If you view the t-SNE colored by TCGA/GTEx detailed tissue annotations, you will see some TCGA samples cluster with different cancer subtypes. Many of these are noted in the various TCGA publications, but aren't available on the TCGA data portal. Here, we'll show you how to use Mercator to identify these samples and download their counts from recount.

Mercator t-SNE view of TCGA kidney mis-clustering

Mercator t-SNE view of TCGA kidney mis-clustering

Clearly, there's something strange going on with these TCGA samples. You can download the id's of these samples from the sample download page:

Mercator sample table download

Mercator sample table download

Great, now you can download the TCGA gene count data using the recount package.
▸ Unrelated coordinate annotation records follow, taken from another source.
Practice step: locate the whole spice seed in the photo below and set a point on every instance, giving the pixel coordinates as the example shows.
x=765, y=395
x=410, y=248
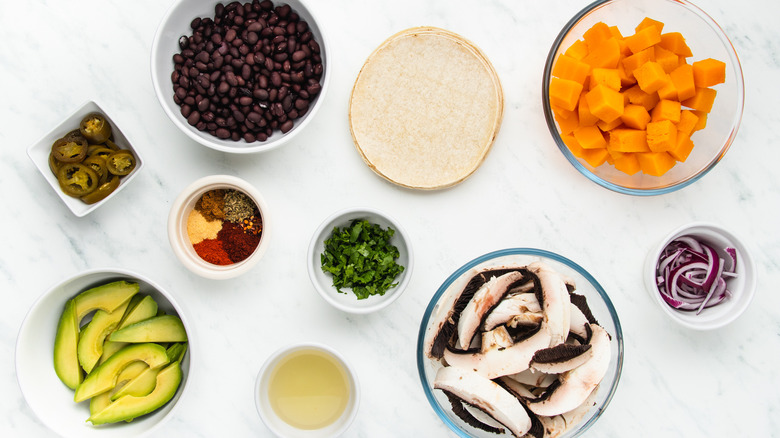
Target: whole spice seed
x=238, y=206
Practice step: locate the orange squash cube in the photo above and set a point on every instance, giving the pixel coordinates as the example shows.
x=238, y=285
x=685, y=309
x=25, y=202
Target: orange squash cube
x=586, y=117
x=628, y=140
x=643, y=38
x=635, y=116
x=682, y=78
x=661, y=136
x=650, y=76
x=655, y=163
x=709, y=72
x=570, y=68
x=577, y=50
x=682, y=148
x=605, y=55
x=590, y=137
x=605, y=103
x=702, y=100
x=564, y=93
x=687, y=123
x=666, y=110
x=605, y=76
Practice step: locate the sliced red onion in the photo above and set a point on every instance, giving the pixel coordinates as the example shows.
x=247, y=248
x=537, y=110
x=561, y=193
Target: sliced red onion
x=691, y=276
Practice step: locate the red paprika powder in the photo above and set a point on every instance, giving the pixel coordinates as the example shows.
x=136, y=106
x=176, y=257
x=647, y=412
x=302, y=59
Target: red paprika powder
x=237, y=243
x=211, y=250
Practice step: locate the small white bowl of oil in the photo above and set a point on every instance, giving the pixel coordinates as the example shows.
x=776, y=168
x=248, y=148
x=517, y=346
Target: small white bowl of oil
x=307, y=390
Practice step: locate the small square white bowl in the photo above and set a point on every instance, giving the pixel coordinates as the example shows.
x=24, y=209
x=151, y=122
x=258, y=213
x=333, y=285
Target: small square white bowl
x=39, y=154
x=323, y=282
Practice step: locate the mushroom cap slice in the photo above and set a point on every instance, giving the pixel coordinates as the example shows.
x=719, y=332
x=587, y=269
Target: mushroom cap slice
x=486, y=395
x=501, y=362
x=487, y=297
x=576, y=385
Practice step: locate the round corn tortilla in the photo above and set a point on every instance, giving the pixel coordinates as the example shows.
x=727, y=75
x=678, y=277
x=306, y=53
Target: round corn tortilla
x=425, y=109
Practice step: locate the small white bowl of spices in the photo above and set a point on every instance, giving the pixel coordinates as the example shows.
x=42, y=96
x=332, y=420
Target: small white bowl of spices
x=218, y=227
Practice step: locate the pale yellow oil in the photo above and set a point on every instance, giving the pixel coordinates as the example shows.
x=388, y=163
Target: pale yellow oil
x=308, y=389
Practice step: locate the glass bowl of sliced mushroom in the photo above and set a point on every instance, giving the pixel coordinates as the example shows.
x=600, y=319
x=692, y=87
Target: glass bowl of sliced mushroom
x=521, y=342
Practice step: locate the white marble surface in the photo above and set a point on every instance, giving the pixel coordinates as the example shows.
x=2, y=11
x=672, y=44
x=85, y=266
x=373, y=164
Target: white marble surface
x=675, y=382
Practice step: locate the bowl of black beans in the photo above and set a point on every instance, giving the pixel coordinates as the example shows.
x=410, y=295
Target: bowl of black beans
x=239, y=77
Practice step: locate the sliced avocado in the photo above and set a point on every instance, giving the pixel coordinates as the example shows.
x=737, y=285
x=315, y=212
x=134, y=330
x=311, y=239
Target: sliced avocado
x=103, y=377
x=129, y=407
x=146, y=381
x=144, y=308
x=66, y=362
x=166, y=328
x=106, y=297
x=94, y=334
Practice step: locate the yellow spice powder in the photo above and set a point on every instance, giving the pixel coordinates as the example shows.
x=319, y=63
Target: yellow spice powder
x=200, y=229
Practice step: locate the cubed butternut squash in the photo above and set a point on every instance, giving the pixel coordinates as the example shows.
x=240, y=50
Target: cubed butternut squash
x=635, y=116
x=643, y=38
x=666, y=110
x=661, y=136
x=655, y=163
x=682, y=78
x=604, y=55
x=628, y=140
x=564, y=93
x=589, y=137
x=709, y=72
x=702, y=100
x=567, y=67
x=605, y=103
x=650, y=77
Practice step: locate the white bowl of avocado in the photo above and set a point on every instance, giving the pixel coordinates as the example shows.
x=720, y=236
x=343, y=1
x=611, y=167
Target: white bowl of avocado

options(stringsAsFactors=F)
library(recount)

download_study('TCGA')

These gene counts can be easily subsetted using the sample tables from the relevant clusters. In this case, there is an updated metadata table available from Ricketts et al., 2018

## load(file.path('data/TCGA',"rse_gene.Rdata"))
## tcga.cnts <- assays(rse_gene)$counts

for(i in 1:ncol(tcga.cnts)){
    if(max(tcga.cnts[,i]) > .Machine$integer.max){
        tcga.cnts[,i] <- tcga.cnts[,i] * (.Machine$integer.max) / (max(tcga.cnts[,i]))}}


cluster.19 <- read.table('data/cluster_19.csv',sep=',',header=T)
cluster.21 <- read.table('data/cluster_21.csv',sep=',',header=T)
kidney.df <- rbind(cluster.19,cluster.21)
rownames(kidney.df) <- kidney.df$run_id

ricketts.meta <- read.table('data/patient_genetic_clinical_info.csv',sep=',',header=T)
ricketts.meta <- subset(ricketts.meta,bcr_patient_barcode != '')
rownames(ricketts.meta) <- ricketts.meta$bcr_patient_barcode

kidney.df$ricketts <- ricketts.meta[kidney.df$samp_id,'PanKidney.Pathology']
kidney.df <- subset(kidney.df,!is.na(ricketts))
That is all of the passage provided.